British troops repairing a road in ruined Bucquoy, 23 March 1917.

The retreat to the Hindenburg Line was carefully orchestrated. The German Army employed a scorched earth policy, stripping the surrendered ground of anything that might be utilised by the Allies, including fruit trees, buildings, bridges and roads. Major Frederick Joseph Rice, in a letter to his parents on 29 March 1917, was appalled by the destruction left behind. Lieutenant Jeffrey Walker struggled to understand why the Germans would have gone to such trouble.

Major Frederick Joseph Rice. 

...it is disgraceful the way the Boche have blown up the villages they have left and cut down the trees and blown huge mine craters in the roads. We got an ammunition wagon with 6 horses and 3 drivers down one about 35 feet deep; we managed to get the horses, drivers and ammunition out, but the wagon is still there!

Lieutenant Jeffrey Walker

We are advancing all the time and every village we come to seems to be in a worse condition. He has left nothing. Smashed up everything. Blown up every house and road. The ones he leaves intact are mined with clockwork to set them off in so many days. That’s why we chose a home with only 2 walls!

He has cut down orchards and apple trees – for why I cannot image. Kultur I suppose. Why we still take prisoners I don’t know – 97 yesterday. If things go on like this all the way to Berlin I expect we shall refuse to take prisoners and kill them all. The soldiers (Regulars) are all for it.
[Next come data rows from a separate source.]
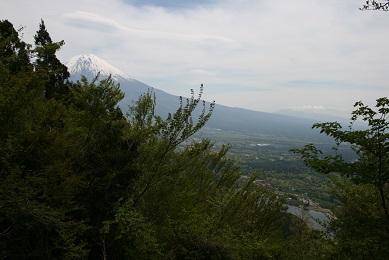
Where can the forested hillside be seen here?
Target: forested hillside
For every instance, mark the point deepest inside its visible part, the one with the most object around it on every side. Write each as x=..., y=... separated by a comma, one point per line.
x=81, y=178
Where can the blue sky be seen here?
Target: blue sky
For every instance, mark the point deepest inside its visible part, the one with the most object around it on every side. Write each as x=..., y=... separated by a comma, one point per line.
x=249, y=53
In Peronne they have smashed every house, the furniture is all burnt. In my billet the last occupant pushed a hammer through a looking glass, the bath, the stove and covered everything with the down of his eiderdown. It took a long time to clean it out. They can’t have done it for that reason – for we can all sleep in the open if necessary.

Art

St Quentin on Fire

A sketch view across a flat landscape with a tree in the centre foreground, looking towards the buildings of Saint-Quentin ablaze after being set on fire by retreating German forces. A large cloud of smoke drifts skywards.
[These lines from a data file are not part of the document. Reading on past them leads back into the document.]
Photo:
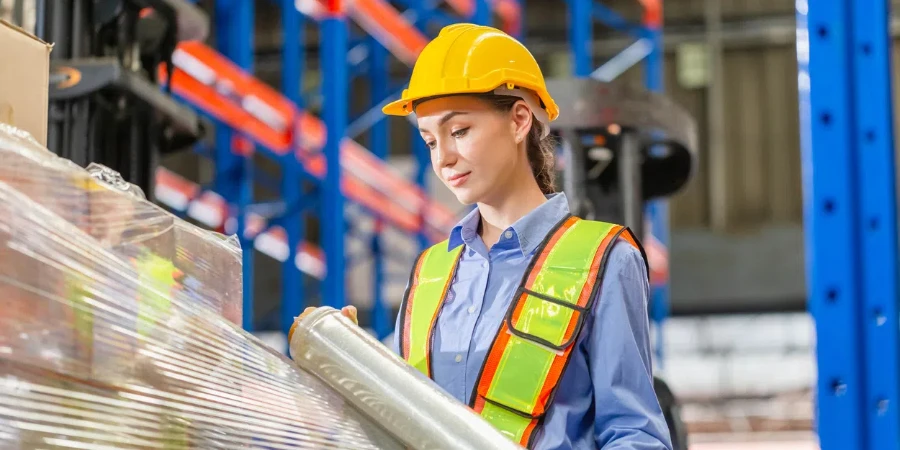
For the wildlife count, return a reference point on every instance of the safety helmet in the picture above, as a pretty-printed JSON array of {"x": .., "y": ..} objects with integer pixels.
[{"x": 472, "y": 59}]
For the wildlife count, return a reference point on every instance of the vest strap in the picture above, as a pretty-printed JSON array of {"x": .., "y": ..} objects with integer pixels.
[
  {"x": 532, "y": 348},
  {"x": 428, "y": 286}
]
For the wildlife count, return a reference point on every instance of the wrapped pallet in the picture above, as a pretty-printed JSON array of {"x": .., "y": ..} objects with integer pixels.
[
  {"x": 98, "y": 350},
  {"x": 118, "y": 216}
]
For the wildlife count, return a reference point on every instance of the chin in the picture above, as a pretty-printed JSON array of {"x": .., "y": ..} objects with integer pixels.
[{"x": 465, "y": 196}]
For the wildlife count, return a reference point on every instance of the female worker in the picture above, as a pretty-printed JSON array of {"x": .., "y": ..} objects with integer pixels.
[{"x": 536, "y": 319}]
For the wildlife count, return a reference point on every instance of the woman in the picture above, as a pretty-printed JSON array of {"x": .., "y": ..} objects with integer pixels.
[{"x": 508, "y": 314}]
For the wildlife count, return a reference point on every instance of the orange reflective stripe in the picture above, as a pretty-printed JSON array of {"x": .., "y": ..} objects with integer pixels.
[
  {"x": 502, "y": 338},
  {"x": 528, "y": 421},
  {"x": 414, "y": 282},
  {"x": 586, "y": 293}
]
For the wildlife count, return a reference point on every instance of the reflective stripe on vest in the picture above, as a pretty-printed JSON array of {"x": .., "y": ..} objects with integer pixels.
[
  {"x": 529, "y": 354},
  {"x": 428, "y": 285}
]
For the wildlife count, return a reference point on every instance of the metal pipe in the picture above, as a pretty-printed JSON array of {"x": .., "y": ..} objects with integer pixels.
[{"x": 385, "y": 388}]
The Allies had planned to launch an offensive in early 1917. They now found themselves occupying the territory they had planned to target unopposed. In a letter written to C K Ogden, edition The Cambridge Magazine, Lieutenant B L Lawrence describes walking through areas deserted by the Germans. While Vincent Bayne, an NCO of 2/5th Londons, in a letter to his mother dated 26 March 1917, describes being able to see the retreating German Army. 

Lieutenant B L Lawrence

We walked up to our old front line at St Pierre Vaast Wood and found it empty. An orderly who was wandering about said the line had been advanced the night before to somewhere the other side of the wood and that BHQ were just inside the wood. We could see all round the horizon a glare in the sky from the villages the Boche were burning preparatory to their evacuation. As we walked across what had lately been No Man’s Land we noticed that the REs had dug up or wired off a number of land mines which the Boche had laid in the hope that we might set them off when we advanced…
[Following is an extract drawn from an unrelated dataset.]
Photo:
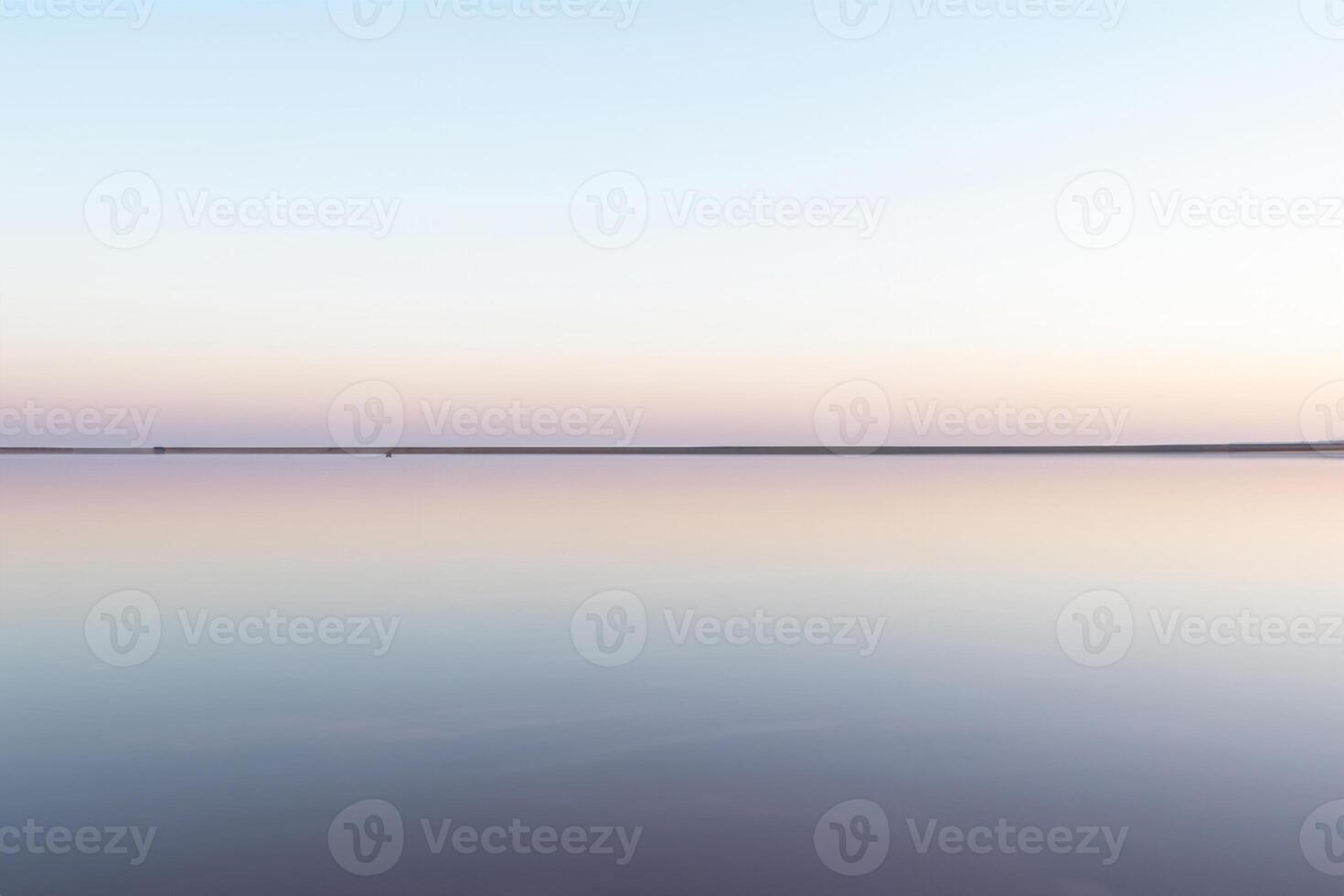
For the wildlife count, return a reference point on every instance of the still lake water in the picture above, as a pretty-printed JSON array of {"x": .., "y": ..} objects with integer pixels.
[{"x": 964, "y": 701}]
We found that our line consisted of a number of outpost positions formed by hastily dug bits of trench near the far edge of the wood. There was absolute silence, just as if the war had suddenly stopped and all the country looked deserted and neglected as if no human being had been near it for years…

Vincent Bayne 

You will be pleased to hear that things are improving out here. The Hun has gone back some miles and we are following, somewhat uneventfully so far ‘tis true. On Monday morning I went for a stroll around the front with our platoon officer and we had a most enjoyable time. Could see the Hun plainly through glasses. Someone took a prisoner the same morning who had kindly sniped one of our chaps in the shoulder. I saw him (our chap) going back to the aid post and he seemed overjoyed at the prospect of Blighty.

Photographs

Abandoned German Position

A well concealed and revetted trench, between two-lines of trees. Gommecourt, given up by the Germans in March 1917.

The German retreat may have momentarily felt like a victory for the Allies but many months of fighting still lay ahead. Allied soldiers would have to wait until August 1918 for the decisive breakthrough on the Western Front, leading ultimately to the collapse of the Hindenburg Line.